Maniphest also has an existing "Contains Words" field, and it's maybe-odd to have separate "Title" and "Contains Words" fields, but "Title" would not be a strict superset of "Contains Words". We could index everything to make it a strict superset, but that would change the semantics.

Also generally not sure this is exactly what we want in Maniphest -- exact substring search does not seem like the right search to use for Maniphest. It's possible that a stemmed, ngram-backed search is, after T6740, but I'm not yet sure if ngrams + stemming will mesh cleanly.

Essentially all of the places where we've deployed ngrams so far are places where exact substring search is unambiguously or almost-unambiguously correct. Owners packages are maybe kinda arguable but I think they probably don't often have a lot of wordy English prose in them.

I don't think this is quite the same issue, but seems related, so I thought I'd err on the side of not creating a dupe.

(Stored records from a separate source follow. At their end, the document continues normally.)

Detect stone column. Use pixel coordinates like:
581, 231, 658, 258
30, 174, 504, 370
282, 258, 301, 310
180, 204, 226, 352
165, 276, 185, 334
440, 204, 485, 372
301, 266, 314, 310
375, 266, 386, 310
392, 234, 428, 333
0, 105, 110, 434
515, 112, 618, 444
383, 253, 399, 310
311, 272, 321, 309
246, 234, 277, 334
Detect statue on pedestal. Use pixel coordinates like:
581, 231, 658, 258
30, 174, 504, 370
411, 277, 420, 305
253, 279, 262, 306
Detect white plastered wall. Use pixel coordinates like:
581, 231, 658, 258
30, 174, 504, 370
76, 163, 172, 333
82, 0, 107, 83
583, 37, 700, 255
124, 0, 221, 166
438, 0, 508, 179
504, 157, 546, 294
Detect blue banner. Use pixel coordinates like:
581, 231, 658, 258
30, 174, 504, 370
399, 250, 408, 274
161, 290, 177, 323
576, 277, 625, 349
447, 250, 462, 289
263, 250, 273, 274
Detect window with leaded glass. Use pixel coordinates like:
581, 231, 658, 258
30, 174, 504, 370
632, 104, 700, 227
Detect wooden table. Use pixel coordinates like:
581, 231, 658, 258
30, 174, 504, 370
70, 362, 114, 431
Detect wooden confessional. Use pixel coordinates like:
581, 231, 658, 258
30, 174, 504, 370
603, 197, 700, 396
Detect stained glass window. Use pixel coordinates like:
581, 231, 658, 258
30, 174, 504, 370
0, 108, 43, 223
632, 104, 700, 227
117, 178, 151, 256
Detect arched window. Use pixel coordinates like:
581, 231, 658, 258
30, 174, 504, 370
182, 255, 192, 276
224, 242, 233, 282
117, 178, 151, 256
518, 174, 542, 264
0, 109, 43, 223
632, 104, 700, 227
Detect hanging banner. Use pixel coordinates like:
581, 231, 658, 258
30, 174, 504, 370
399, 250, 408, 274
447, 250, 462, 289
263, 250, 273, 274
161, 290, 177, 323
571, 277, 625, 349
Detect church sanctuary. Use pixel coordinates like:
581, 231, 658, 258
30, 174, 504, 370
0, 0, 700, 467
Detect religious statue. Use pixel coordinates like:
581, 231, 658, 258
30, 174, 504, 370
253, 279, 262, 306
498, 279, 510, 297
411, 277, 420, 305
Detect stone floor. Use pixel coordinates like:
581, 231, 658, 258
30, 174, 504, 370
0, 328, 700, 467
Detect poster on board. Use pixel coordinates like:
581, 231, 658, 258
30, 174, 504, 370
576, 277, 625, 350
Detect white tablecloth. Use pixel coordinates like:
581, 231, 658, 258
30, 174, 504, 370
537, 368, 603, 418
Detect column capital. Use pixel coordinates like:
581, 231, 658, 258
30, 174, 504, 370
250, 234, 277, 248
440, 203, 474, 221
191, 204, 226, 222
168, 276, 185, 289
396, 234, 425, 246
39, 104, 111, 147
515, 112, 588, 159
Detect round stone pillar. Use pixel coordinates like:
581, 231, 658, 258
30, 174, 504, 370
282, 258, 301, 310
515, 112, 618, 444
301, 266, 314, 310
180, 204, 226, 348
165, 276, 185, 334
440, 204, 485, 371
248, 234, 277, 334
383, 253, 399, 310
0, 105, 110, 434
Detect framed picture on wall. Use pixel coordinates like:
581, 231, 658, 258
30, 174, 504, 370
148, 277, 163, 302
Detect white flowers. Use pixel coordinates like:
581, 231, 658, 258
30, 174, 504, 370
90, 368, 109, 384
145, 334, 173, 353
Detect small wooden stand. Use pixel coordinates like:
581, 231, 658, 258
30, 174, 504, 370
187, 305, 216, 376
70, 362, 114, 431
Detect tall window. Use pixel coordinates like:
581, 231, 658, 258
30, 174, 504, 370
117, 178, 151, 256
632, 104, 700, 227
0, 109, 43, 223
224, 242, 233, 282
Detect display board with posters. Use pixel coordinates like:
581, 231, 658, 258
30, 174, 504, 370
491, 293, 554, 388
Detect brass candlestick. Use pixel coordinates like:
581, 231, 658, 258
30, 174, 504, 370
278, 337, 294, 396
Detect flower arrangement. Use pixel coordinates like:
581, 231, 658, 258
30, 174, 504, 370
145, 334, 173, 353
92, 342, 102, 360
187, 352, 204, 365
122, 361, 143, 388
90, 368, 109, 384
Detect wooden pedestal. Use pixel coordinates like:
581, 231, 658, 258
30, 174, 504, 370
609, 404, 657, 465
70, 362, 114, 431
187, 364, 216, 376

The current search seems to have trouble matching full words from the title in some cases. Example from secure (query string typed into global search from home page):

Maybe because of the punctuation in the title?

They are not related. That search uses fulltext indexes (see T11922 / T11741 for recent discussion), not ngram indexes.

Not directly related, but it's much easier for us to deal with duplicate tasks by merging (which takes a couple of seconds) than de-duplicate tasks by splitting them (which is much more involved, and leaves unrelated discussion on an unrelated task), so we'd actually prefer if you err on the side of filing duplicates.

Feel free to file a new task if you'd like us to follow up.

I'm going to call this resolved; T9979 is the survivor for Files and the Maniphest case is probably more involved (T6721).